删除键。
AI agents call redis_del to permanently remove resources in Redis CRUD MCP Server — typically in cleanup and lifecycle workflows. It does its job in a single call, and there is no undo.
Deleting a Redis key is an irreversible operation — once deleted, the key and its associated data are gone unless a backup exists. This matches the Destructive category. Severity is high because a misused delete operation could wipe critical data across any supported Redis data type (strings, lists, sets, hashes, sorted sets).
From the tool's definition Tool name 'redis_del' and description '删除键' (meaning 'delete key' in Chinese) clearly indicate irreversible deletion of Redis keys.
Attacks that exploit this kind of access
删除键。. It is categorised as a Destructive tool in the Redis CRUD MCP Server MCP Server, which means it can permanently delete or destroy data. Block by default and require explicit approval.
Register the Redis CRUD MCP Server MCP server in PolicyLayer and add a rule for redis_del: allow, deny, rate-limit, or require approval. Point your MCP client at the PolicyLayer proxy URL and the rule is enforced on every call, before it reaches Redis CRUD MCP Server. Nothing to install.

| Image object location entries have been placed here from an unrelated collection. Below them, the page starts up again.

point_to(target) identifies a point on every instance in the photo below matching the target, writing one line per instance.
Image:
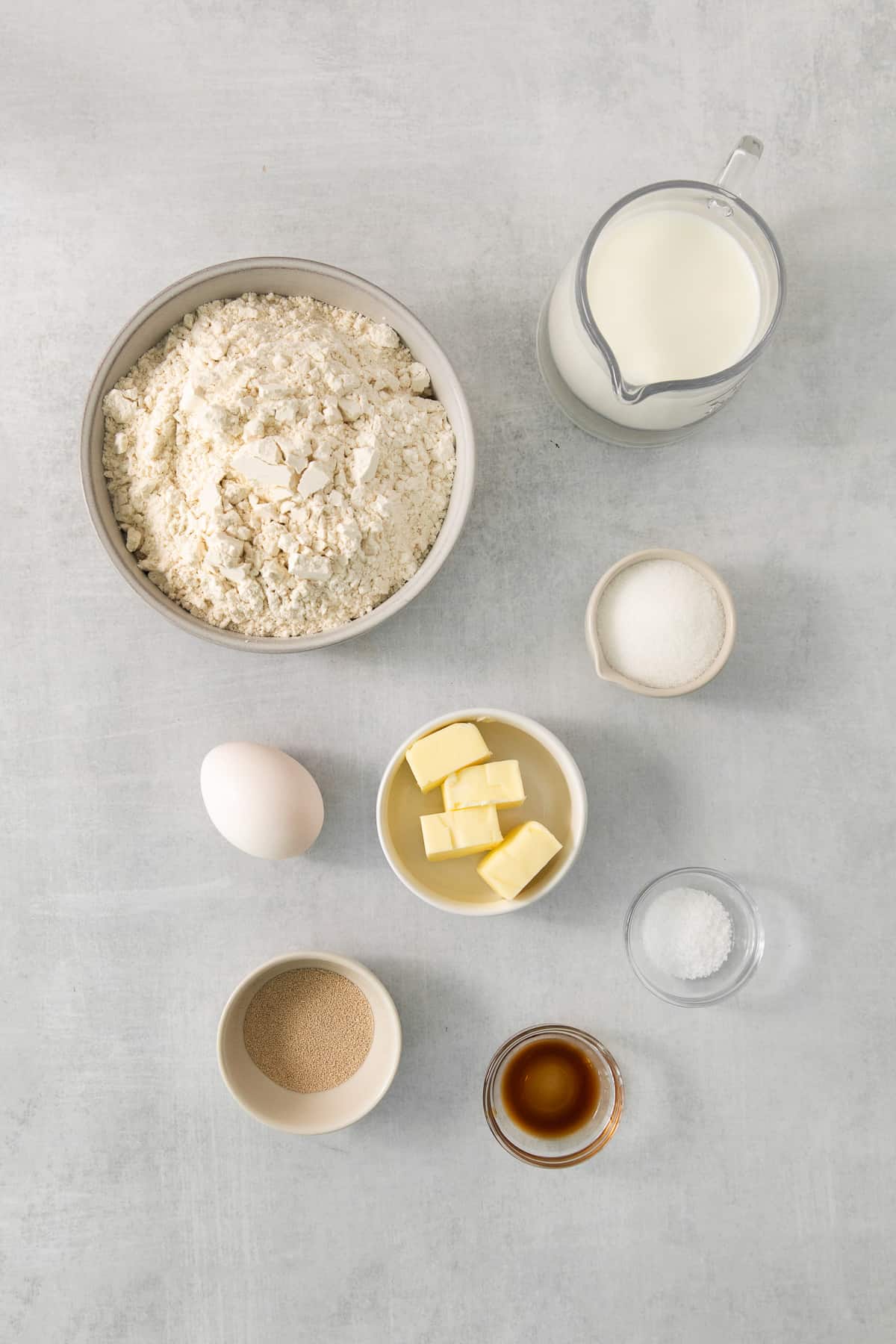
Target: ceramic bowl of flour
(290, 277)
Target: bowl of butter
(481, 812)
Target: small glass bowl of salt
(694, 936)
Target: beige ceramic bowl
(311, 1113)
(723, 591)
(280, 276)
(555, 796)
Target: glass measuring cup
(576, 362)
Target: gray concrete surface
(454, 155)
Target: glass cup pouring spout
(576, 361)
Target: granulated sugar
(308, 1030)
(660, 623)
(687, 933)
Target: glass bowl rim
(750, 965)
(595, 1144)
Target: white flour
(274, 465)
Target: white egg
(261, 800)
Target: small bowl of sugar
(660, 623)
(694, 936)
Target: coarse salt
(687, 933)
(660, 623)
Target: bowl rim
(327, 961)
(571, 773)
(723, 591)
(748, 968)
(462, 487)
(600, 1142)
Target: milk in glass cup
(656, 322)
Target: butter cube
(496, 781)
(454, 835)
(440, 754)
(523, 853)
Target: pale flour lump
(276, 465)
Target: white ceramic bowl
(723, 593)
(280, 276)
(555, 796)
(311, 1113)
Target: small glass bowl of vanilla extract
(553, 1095)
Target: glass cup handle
(742, 164)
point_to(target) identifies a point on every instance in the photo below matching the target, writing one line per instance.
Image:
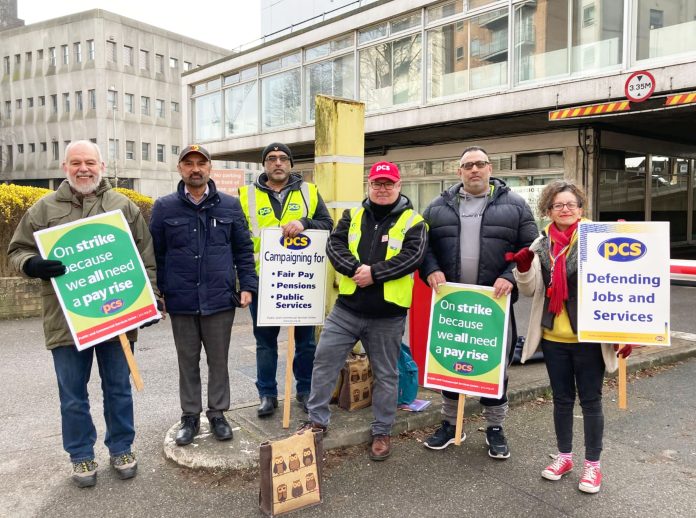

redis_del is a Destructive tool with critical risk. Critical-risk tools should be blocked by default and only enabled with explicit human approval.
Yes. Add a rate_limit block to the redis_del rule in your PolicyLayer policy. For example, setting max: 10 and window: 60 limits the tool to 10 calls per minute. Rate limits are tracked per agent session and reset automatically.
Set action: deny in the PolicyLayer policy for redis_del. The AI agent will receive a policy violation error and cannot call the tool. You can also include a reason field to explain why the tool is blocked.
redis_del is provided by the Redis CRUD MCP Server MCP server (nicolas-one/redis-crud-mcp-server). PolicyLayer sits as a proxy in front of this server to enforce policies before tool calls reach the server.
Every MCP server has a record like this.
Type a name, get the same breakdown: verified identity, auth posture, risk grade, capabilities, recommended policy.